Foreclosure Rates Not Determined by Income

The rate of defaults on mortgages is affected by the type of loan a borrower gets rather than the borrower’s income level, a new study has found. The …

The rate of defaults on mortgages is affected by the type of loan a borrower gets rather than the borrower’s income level, a new study has found. The finding even holds true among subprime borrowers. For more on this, read the following article from Housing Wire:

A new study, commissioned by the New York-based Local Initiatives Support Corp. and released Wednesday, argues that defaults are more generally tied to the type of loan product than to a borrower’s specific income level—findings that are heating up a vivid political debate over the cause of the financial crisis, and, in particular, the role of the GSEs in driving the current mortgage mess.

“Delinquency and foreclosure rates for subprime borrowers were comparable across communities of all income levels,” said Michael Rubinger, LISC president and CEO. “This reinforces what years of experience have already told us: Low-income residents are not, by definition, poor credit risks. Unsuitable mortgage products are.”

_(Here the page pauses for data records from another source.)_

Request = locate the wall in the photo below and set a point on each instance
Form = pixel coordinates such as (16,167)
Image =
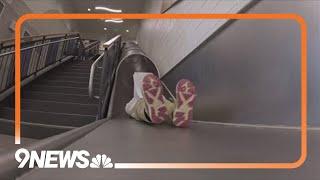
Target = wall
(50,6)
(250,71)
(12,11)
(167,42)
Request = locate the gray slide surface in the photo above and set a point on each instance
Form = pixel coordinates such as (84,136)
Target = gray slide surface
(126,140)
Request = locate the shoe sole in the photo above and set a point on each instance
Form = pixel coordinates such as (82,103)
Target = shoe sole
(154,99)
(185,94)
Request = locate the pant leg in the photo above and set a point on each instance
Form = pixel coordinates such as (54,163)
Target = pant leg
(139,111)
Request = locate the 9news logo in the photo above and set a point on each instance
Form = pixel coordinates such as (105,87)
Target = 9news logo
(61,159)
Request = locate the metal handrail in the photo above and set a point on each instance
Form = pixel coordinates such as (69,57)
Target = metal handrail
(39,45)
(92,70)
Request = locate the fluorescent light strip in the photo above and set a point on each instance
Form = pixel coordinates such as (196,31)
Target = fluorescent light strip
(108,9)
(114,20)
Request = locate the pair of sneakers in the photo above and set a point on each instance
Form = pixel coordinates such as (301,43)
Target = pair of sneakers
(159,109)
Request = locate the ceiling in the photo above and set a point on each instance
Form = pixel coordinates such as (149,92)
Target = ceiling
(94,29)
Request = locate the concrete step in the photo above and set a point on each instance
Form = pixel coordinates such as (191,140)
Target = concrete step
(32,130)
(59,107)
(49,118)
(58,97)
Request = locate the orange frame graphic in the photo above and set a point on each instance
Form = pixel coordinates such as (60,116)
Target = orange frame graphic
(303,36)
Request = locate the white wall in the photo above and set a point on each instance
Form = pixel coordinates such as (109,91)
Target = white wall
(15,8)
(11,12)
(167,42)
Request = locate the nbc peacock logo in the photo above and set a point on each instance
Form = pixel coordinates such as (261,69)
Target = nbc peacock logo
(101,161)
(61,159)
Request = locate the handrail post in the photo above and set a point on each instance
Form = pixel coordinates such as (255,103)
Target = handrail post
(92,72)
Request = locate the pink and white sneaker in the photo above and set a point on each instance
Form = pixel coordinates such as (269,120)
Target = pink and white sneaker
(153,95)
(185,95)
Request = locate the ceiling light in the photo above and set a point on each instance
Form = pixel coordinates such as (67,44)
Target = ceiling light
(114,20)
(108,9)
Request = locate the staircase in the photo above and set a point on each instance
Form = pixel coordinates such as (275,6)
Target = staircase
(56,102)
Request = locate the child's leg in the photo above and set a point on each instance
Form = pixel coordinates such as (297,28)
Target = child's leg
(138,111)
(154,100)
(185,95)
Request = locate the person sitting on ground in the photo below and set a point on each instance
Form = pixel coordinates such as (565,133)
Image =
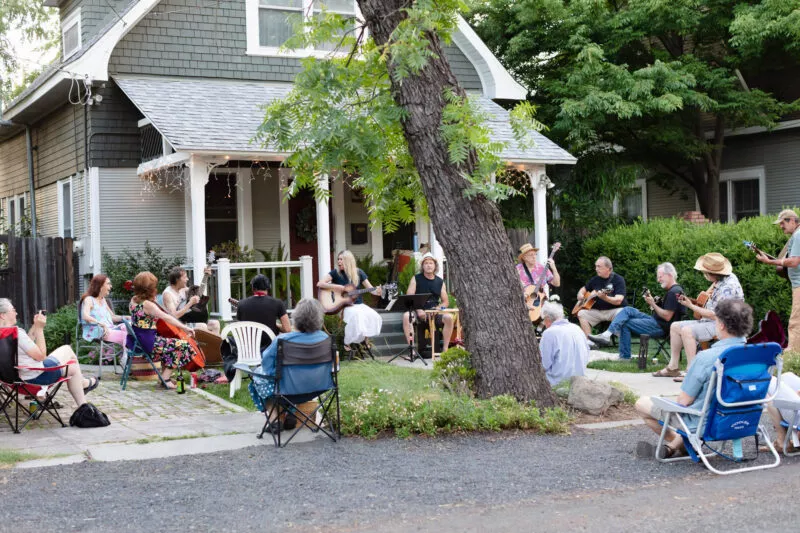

Looking at delinquency and foreclosure rates from McDash Analytics, researchers at LISC compared localized data from March 2007 and March 2008; they found that default rates for all loan types rose significantly over that 12-month period, with subprime defaults vastly outstripping prime defaults—not surprising at all, given that credit score by definition should predict credit risk.

But among subprime borrowers, LISC also found that income level had little correlation to foreclosure rates: in other words, subprime borrowers in more prosperous communities defaulted at nearly the same rate by March 2008 as those that defaulted in impoverished areas.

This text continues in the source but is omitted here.